For instance, the discounted cash flow (DCF) model is used extensively for valuing assets, such as the equity and debt of a company or the value of its factory. Fundamental analysts forecast the cash flows that a company or capital project is expected to generate in the future (typically three to five years) and discount them back to the present using an interest rate to account for the opportunity cost of the company’s capital. They also forecast macroeconomic variables like tax rates, inflation rates, gross domestic product, and currency exchange rates, among others. The fundamental principle of the DCF model is that cash tomorrow is worth less than cash today and must be discounted accordingly. This assumes that interest rates are always positive and cash can be lent out to earn interest at the appropriate rate. By forgoing the opportunity to lend out their cash at the appropriate rate, an investor incurs an opportunity cost that is reflected in the discount rate. See Figure 2-11.

Cash flows need to be discounted because cash tomorrow is worth less than cash today, assuming interest rates are positive.
Figure 2-11. Cash flows need to be discounted because cash tomorrow is worth less than cash today, assuming interest rates are positive

The DCF model is very sensitive to minor changes in the discount rate and the projected growth rate of its cash flows. This is why the interest rate set by central bankers is pivotal to the valuation of all assets, as it directly impacts an investor’s cost of capital. Fundamental trading and investing strategies assume that the formulated causal mechanisms between features (risk factors) and asset valuation will persist into the future.

All other methods, such as quantitative analysis or machine learning, use some combination of technical and fundamental analysis. Regardless, how do we know that the patterns of technical analysis and causal relationships of fundamental analysis that have been observed thus far will continue to persist in the future? Well, because the past has resembled the future so far. But that is exactly what we are trying to prove in the first place! This circular reasoning is generally referred to as the problem of induction.

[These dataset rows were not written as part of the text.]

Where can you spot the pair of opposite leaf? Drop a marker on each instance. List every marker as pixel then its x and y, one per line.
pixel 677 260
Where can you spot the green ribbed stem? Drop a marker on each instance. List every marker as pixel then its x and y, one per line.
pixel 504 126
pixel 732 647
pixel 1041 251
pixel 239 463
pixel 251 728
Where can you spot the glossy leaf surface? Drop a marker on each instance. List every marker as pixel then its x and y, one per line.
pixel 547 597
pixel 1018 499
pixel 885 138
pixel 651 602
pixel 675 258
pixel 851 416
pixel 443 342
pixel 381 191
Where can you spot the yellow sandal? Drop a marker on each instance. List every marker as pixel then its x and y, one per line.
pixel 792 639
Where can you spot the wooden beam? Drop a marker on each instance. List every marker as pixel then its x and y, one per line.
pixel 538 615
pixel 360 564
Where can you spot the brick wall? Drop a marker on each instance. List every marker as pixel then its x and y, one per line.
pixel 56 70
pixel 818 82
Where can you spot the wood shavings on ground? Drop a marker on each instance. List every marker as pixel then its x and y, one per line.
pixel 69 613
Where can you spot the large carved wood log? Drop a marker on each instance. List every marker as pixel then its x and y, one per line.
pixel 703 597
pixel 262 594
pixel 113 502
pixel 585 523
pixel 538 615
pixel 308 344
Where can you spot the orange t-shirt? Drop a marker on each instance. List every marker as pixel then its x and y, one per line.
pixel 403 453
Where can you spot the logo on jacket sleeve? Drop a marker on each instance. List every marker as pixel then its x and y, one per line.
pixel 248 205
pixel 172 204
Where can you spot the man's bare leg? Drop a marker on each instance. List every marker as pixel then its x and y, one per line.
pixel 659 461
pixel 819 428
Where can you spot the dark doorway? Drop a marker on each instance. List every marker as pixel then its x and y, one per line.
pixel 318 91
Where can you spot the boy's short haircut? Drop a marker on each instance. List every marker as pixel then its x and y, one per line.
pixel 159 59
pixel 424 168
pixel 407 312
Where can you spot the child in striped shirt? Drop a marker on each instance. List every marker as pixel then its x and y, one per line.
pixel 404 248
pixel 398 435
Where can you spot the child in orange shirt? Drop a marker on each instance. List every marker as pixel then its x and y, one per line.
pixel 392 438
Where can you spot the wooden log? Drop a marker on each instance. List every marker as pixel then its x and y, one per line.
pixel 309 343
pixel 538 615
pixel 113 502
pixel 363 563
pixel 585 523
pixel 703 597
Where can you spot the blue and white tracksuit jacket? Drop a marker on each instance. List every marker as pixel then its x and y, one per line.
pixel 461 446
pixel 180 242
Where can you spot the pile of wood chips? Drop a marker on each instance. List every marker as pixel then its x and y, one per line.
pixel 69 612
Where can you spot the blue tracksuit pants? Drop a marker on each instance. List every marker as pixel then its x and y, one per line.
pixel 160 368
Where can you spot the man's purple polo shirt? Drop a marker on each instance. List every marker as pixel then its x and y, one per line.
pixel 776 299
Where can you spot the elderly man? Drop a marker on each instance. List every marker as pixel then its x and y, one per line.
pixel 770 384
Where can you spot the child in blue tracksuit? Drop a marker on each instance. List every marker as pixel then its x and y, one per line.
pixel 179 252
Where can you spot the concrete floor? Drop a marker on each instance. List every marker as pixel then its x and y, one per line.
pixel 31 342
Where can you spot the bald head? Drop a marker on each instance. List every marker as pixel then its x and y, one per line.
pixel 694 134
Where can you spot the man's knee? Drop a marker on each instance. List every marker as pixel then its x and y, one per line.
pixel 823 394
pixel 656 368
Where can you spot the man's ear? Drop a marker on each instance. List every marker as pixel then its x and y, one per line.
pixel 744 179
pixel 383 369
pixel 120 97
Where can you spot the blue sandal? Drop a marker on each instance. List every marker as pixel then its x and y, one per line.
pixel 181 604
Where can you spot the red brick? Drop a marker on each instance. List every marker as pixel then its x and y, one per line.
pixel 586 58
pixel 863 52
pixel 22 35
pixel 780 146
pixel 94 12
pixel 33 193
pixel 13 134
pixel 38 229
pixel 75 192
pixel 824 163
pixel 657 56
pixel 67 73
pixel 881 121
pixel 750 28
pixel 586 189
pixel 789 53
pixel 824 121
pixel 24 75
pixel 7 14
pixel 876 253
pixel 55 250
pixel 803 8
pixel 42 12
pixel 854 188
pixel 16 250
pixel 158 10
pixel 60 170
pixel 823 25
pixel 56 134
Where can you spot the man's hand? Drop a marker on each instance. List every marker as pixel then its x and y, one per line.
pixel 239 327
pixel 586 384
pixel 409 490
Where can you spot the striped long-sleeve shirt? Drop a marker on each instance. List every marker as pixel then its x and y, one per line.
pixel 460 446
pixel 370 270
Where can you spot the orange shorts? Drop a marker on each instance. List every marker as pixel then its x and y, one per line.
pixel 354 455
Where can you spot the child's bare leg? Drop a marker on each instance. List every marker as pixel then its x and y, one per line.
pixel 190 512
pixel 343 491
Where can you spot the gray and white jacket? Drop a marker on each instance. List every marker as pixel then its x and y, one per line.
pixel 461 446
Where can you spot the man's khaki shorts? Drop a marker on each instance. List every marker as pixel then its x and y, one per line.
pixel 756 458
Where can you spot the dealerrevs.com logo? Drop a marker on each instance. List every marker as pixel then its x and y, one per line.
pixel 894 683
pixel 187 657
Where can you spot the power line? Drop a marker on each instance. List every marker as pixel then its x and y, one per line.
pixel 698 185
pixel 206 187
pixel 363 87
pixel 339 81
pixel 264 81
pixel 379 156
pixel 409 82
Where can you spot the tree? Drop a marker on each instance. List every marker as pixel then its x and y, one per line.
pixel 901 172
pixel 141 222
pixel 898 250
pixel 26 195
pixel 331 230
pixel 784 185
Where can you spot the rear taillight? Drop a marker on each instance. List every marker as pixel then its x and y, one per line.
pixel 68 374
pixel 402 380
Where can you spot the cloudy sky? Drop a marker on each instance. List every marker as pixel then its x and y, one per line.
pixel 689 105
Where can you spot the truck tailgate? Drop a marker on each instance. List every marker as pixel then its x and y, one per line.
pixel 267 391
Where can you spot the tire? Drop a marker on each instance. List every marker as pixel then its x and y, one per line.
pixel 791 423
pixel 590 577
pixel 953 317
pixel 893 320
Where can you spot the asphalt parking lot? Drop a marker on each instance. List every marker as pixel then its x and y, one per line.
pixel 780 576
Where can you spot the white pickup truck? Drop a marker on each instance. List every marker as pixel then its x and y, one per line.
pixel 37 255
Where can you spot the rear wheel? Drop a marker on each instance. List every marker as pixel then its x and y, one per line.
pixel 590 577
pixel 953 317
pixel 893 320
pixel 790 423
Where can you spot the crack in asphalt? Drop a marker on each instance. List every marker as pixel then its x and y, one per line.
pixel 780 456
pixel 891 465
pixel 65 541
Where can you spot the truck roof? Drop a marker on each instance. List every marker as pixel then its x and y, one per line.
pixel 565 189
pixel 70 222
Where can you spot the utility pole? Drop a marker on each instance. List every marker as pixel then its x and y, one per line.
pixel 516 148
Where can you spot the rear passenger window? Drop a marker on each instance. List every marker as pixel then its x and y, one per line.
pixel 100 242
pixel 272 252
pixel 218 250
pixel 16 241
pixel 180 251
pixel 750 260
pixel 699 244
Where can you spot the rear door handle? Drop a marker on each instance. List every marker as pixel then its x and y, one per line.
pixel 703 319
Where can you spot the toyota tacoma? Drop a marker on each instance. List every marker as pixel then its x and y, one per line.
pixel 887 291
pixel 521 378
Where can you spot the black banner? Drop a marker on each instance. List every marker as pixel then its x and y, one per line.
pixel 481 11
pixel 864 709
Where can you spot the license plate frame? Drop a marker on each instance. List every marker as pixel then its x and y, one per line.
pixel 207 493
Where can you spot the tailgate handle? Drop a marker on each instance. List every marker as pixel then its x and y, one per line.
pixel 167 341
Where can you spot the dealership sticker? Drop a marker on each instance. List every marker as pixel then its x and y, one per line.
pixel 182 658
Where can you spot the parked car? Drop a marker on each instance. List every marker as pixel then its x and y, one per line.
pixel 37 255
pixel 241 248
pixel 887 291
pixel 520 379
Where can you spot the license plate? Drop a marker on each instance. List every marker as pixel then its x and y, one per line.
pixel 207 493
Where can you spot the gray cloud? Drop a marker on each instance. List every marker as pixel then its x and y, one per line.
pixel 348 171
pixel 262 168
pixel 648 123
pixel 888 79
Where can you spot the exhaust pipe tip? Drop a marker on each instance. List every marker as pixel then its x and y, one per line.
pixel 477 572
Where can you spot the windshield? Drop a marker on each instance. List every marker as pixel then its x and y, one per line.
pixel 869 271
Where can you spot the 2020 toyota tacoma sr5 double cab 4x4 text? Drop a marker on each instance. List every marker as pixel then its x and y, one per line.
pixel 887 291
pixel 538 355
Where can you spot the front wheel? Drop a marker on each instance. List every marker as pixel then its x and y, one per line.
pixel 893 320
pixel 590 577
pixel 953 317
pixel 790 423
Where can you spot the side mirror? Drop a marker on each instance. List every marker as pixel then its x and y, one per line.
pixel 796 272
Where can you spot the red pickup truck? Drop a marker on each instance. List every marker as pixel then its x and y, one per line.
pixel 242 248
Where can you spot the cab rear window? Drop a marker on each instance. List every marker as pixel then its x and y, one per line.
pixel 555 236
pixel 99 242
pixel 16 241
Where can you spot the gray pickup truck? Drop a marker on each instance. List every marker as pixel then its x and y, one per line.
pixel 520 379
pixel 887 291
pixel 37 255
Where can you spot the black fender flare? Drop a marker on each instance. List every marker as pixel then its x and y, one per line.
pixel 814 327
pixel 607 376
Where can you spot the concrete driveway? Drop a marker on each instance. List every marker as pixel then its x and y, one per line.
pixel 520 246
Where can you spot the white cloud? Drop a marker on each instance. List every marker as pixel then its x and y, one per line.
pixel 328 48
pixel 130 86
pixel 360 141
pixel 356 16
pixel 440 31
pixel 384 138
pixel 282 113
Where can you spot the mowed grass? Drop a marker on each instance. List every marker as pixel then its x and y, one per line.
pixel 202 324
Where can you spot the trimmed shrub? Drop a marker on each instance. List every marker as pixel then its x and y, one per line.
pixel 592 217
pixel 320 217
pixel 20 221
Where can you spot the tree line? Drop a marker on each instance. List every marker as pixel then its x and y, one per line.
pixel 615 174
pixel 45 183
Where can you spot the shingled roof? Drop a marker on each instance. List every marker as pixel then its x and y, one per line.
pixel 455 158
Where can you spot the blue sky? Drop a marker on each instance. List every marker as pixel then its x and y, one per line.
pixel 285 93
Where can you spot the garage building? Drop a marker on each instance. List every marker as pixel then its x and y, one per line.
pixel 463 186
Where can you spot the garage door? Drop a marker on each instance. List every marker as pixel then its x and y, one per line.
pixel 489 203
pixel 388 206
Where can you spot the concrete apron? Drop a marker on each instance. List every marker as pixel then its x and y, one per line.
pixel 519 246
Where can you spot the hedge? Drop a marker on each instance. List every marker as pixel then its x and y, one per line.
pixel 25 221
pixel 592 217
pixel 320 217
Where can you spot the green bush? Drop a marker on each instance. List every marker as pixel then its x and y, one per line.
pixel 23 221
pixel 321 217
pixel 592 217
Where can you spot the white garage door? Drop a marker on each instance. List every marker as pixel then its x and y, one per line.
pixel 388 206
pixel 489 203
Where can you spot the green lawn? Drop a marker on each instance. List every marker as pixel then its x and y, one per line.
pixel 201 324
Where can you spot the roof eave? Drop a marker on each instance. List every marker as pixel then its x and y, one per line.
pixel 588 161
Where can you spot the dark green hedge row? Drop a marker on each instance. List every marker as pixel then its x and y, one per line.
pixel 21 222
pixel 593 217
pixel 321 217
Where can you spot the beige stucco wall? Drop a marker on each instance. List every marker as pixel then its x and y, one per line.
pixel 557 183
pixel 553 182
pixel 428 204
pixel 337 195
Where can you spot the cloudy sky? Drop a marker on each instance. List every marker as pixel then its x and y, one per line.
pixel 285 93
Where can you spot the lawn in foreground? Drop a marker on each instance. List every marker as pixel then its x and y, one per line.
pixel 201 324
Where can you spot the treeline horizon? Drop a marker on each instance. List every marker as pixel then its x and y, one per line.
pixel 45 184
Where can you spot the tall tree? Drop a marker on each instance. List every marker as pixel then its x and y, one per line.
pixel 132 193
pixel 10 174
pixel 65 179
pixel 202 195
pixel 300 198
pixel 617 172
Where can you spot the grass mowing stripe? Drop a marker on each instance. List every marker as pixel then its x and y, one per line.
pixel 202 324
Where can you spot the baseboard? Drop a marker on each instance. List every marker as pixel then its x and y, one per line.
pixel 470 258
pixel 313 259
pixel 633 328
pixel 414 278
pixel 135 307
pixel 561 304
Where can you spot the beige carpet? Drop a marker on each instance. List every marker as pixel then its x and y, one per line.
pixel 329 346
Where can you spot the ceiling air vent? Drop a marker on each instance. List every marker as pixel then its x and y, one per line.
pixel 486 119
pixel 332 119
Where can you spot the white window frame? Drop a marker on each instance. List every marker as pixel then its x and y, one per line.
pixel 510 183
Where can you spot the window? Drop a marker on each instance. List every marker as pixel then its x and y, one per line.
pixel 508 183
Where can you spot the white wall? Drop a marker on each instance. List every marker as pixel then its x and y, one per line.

This is a confounding metaphysical problem that has been investigated by the Carvaka school of Indian philosophy, at least 2,400 years before David Hume articulated the problem in the 18th century for a Western audience.22 We can ignore the problem of induction in physics (see Sidebar). However, we cannot do that in the social sciences, especially finance and investing, where it is a clear and present danger to any extrapolation of the past into the future. That’s because human beings have free will, emotions, and creativity, and they react to one another’s actions in unpredictable ways. Sometimes history repeats itself, sometimes it rhymes, and sometimes it makes no sense at all. That’s why Securities and Exchange Commission (SEC) in the United States mandates all marketing materials in the investment management industry to have a disclaimer that states past returns are no guarantee of future results. This trite but true statement is merely echoing the age-old problem of induction. Unlike the physical universe, social systems don’t need infinite time and space to generate seemingly impossible events. An average lifetime is more than enough to witness a few of these mind-boggling events. For instance, in the last decade, over 15 trillion dollars’ worth of bonds were issued with negative interest rates in Japan and Europe! Negative interest rates contradict common sense, fundamental principles of finance, and the foundation of the DCF model.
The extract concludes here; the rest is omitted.